А в доме было довольно уютно, и следов запустения не наблюдалось. Царило ощущение, что хозяева только что вышли по делам и скоро вернуться. Дом был свеж и гостеприимен. Двухэтажный, пахнущий деревом, с накрахмаленной, белоснежной, вручную связанной скатертью на большом гостином столе, со стильными занавесками на окнах — чесучовыми, распространяющими слабый, но настойчивый аромат лаванды.

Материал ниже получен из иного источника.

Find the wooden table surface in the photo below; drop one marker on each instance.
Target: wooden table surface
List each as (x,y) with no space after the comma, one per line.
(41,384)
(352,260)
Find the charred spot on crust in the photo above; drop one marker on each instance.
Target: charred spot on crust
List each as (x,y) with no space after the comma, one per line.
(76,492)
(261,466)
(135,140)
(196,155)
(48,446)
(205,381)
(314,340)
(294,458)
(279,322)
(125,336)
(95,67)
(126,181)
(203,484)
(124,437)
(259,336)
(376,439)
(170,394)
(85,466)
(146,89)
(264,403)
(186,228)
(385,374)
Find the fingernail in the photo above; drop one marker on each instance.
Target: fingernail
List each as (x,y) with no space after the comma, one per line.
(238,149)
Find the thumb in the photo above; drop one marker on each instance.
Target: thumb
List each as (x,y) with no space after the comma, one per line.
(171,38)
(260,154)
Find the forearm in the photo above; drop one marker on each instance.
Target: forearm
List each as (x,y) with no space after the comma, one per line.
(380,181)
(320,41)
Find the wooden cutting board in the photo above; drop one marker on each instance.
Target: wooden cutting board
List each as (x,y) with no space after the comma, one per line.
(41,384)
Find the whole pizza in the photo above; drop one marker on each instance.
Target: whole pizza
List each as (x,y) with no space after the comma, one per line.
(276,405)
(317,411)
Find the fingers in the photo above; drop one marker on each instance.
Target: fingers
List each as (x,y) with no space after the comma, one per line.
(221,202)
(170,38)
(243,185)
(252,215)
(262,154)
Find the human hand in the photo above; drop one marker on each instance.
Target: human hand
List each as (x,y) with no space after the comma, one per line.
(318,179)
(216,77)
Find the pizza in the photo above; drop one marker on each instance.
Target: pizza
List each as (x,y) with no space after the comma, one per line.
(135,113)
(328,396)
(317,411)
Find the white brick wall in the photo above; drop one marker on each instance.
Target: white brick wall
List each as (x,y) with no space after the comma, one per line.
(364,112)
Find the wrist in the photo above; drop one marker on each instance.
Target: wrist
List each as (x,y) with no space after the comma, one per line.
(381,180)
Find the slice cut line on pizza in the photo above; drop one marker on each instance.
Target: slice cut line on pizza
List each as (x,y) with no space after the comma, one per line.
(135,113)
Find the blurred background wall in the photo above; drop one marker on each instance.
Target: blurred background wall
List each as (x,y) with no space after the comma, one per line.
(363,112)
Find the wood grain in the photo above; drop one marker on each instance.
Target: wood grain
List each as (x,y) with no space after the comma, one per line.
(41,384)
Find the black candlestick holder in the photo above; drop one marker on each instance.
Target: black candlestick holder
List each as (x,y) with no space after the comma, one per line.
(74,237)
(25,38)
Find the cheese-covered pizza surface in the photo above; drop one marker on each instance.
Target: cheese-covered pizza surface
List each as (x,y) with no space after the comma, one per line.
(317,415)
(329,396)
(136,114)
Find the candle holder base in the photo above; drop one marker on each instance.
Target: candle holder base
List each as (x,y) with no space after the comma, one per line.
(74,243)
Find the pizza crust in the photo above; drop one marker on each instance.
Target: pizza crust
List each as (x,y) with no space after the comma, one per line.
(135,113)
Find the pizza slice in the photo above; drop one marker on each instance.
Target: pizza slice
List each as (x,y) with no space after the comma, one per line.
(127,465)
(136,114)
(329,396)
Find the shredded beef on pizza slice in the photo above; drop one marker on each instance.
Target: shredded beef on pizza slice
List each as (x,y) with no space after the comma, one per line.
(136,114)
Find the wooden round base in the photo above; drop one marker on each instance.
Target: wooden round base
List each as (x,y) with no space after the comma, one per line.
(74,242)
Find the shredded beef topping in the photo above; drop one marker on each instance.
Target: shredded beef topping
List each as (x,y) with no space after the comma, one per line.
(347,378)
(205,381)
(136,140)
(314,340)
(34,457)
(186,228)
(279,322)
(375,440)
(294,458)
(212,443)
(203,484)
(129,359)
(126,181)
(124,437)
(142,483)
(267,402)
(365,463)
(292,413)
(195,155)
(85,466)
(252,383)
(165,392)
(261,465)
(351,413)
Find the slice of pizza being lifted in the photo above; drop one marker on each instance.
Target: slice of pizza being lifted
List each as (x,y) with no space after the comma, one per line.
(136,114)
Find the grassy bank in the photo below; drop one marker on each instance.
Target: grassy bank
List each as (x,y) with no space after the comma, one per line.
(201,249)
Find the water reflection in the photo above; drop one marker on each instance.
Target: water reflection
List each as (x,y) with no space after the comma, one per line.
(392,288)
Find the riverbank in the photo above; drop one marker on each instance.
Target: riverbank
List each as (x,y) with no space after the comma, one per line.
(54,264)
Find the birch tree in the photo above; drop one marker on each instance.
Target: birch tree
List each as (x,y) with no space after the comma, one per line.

И всё-таки Лив пришла в ужас при мысли о том, что сейчас Савва уйдет, и она останется одна в большом, чужом, только что покинутом доме. Хотя она не верила во всякие там мистические штуки, и чувствам предпочитала объяснения. Но было здесь что-то такое, с чем она в данный момент, подкошенная внезапным и непонятным исчезновением водителя, не могла справиться. В сумерках несчастная девушка навернула несколько кругов по периметру, кричала Алексеича в стремительно темнеющее нутро леса под недоумевающим взглядом всё того же Саввы, но быстро выдохлась. Когда стало понятно, что вот-вот грянет ночь, Лив сдалась. И позволила уговорить себя переждать до утра в этом доме.